Percebam que não atribuo esses problemas nas áreas centrais do país a alguma forma de colapso moral da parte dos moradores locais. A deterioração social da região tem raízes econômicas claras.

A ascensão da economia do conhecimento conduziu a uma concentração crescente do emprego e da riqueza nas grandes áreas metropolitanas, cujas populações têm nível educacional elevado, deixando para trás boa parte das regiões rurais e das pequenas cidades dos Estados Unidos.

E essa perda de oportunidades terminou por ser refletida na desintegração social, da mesma forma que o desaparecimento de empregos fez em muitas áreas urbanas deterioradas, meio século atrás.

É estranho dizer, porém, que a maior parte das pessoas que se proclamam “populistas”, como Vance —ou Donald Trump— não estabelecem os paralelos evidentes entre os problemas da região central do país e os dos americanos em outras eras, e tampouco propõem qualquer coisa que possa melhorar a situação.

Em lugar disso, continuam a repetir a demagogia de 1975, contrastando uma visão idealizada do coração do país, que se parece ainda menos com a realidade, a uma visão sombria da vida urbana que está desatualizada há décadas.

E o contraste mítico entre as grandes cidades malignas e as pequenas cidades bondosas tem efeitos destrutivos, e até letais, sobre as políticas públicas.

Há relatórios que apontam que um dos motivos para que o governo Trump tenha decidido minimizar a gravidade da pandemia da Covid-19, em seus primeiros estágios, foi a crença de que ela era problema apenas para as cidades grandes e os estados de maioria democrata; houve definitivamente muitas asserções de que o risco só era severo em lugares com grandes populações.

E houve muitos pronunciamentos —alguns deles em tom de inconfundível júbilo—no sentido de que a pandemia mataria as grandes cidades e os estados que as abrigam.

Na verdade, a Covid-19, ainda que inicialmente tenha atingido duramente a cidade de Nova York, não era um problema metropolitano; a densidade populacional aparentemente não influi na incidência da doença. Por exemplo, o estado do Dakota do Sul tem a mais ou menos a mesma população da cidade de San Francisco, e registrou quatro vezes mais mortes causadas pela Covid.

E agora, estados rurais e de inclinações republicanas registram índices de vacinação muito inferiores aos dos estados de maioria democrata, e por isso, se surgir uma nova onda de contágios, o mito de que as cidades são os fulcros do contágio será virada de cabeça para baixo.

Oh, e embora você talvez tenha ouvido que muita gente está fugindo da Califórnia, liberal e urbanizada, isso pode ser só mais um mito. A Califórnia está sofrendo uma crise de habitação séria, causada por preocupações particularistas dos proprietários de imóveis, mas, como no caso de Nova York, se você ouviu dizer que o estado se tornou um lugar péssimo para morar, está escutando propaganda da direita.

Além de ajudar a paralisar nossa resposta à pandemia, o mito da virtude rural e do vício urbano significa que muitos eleitores republicanos parecem desinformados de que estão entre os maiores beneficiários do “governo grande” que seu partido diz que deseja eliminar.

Ou seja, eles continuam a imaginar que o governo gasta dinheiro para beneficiar moradores urbanos dependentes da Previdência, e não em benefício de pessoas como eles.

Por exemplo, será que os eleitores dos estados de maioria republicana sabem que os gastos federais em seus estados —muitos dos quais em forma de benefícios da Previdência e do programa de saúde Medicare— superam em muitos os impostos que eles pagam a Washington?

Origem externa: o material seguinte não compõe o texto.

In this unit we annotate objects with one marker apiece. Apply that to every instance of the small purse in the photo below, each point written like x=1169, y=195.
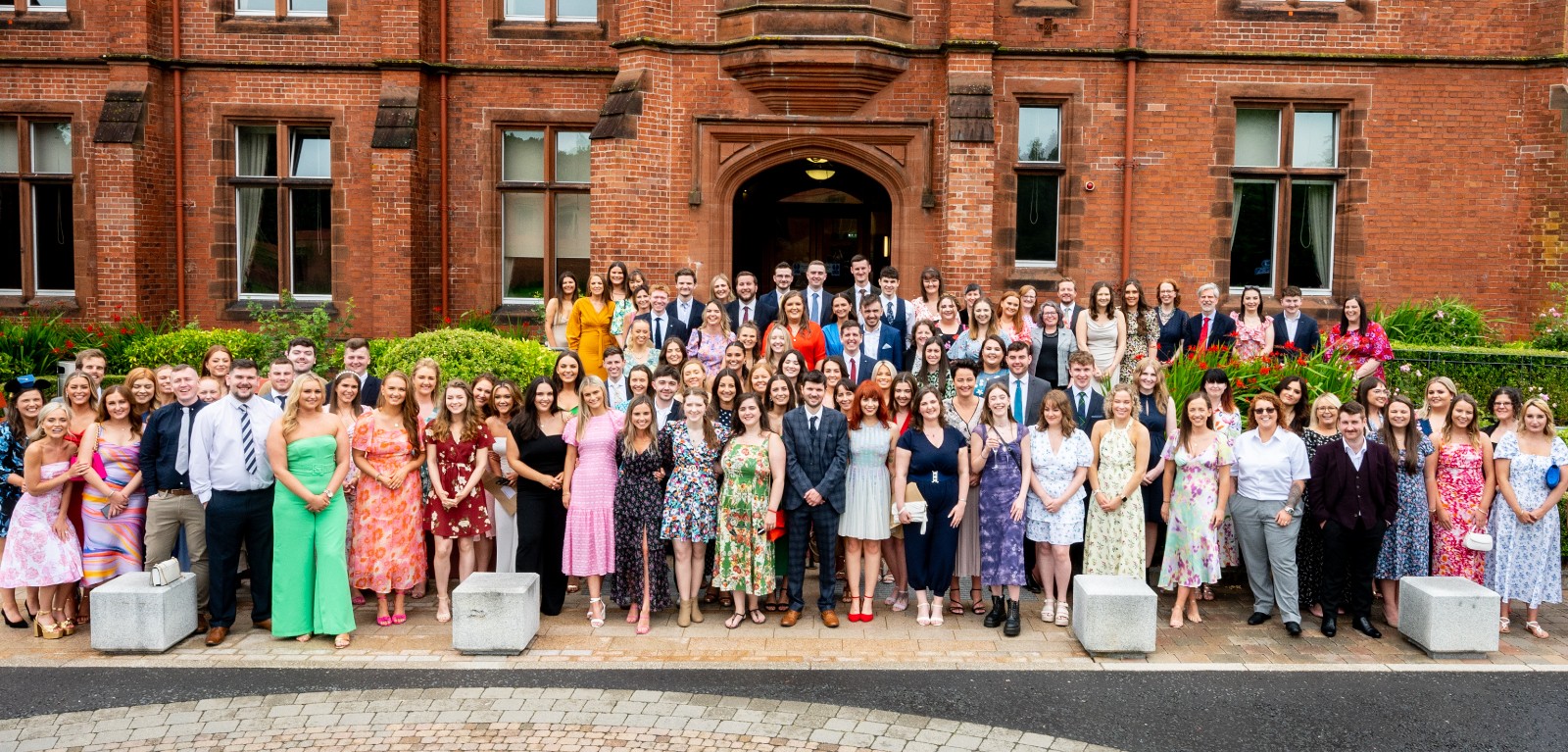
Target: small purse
x=1478, y=542
x=165, y=572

No Kentucky, o exemplo mais extremo, o influxo anual de dinheiro federal é US$ 14 mil (R$ 73,1 mil) mais alto, per capita, do que a arrecadação federal no estado.

Se os eleitores soubessem disso, estariam tão dispostos assim a apoiar os cortes de benefícios aos trabalhadores americanos e os cortes nos impostos das grandes empresas e dos ricos?

Quero deixar bem claro que não estou criticando políticas que na prática subsidiam muitos estados. Somos todos americanos, e deveríamos estar dispostos a ajudar uns aos outros.

O problema, em lugar disso, está em políticos cínicos que depreciam algumas partes do país e dão a entender que essas regiões não são parte da “verdadeira América”. Esse cinismo matou milhares de pessoas na pandemia —e poderia também matar a democracia, facilmente.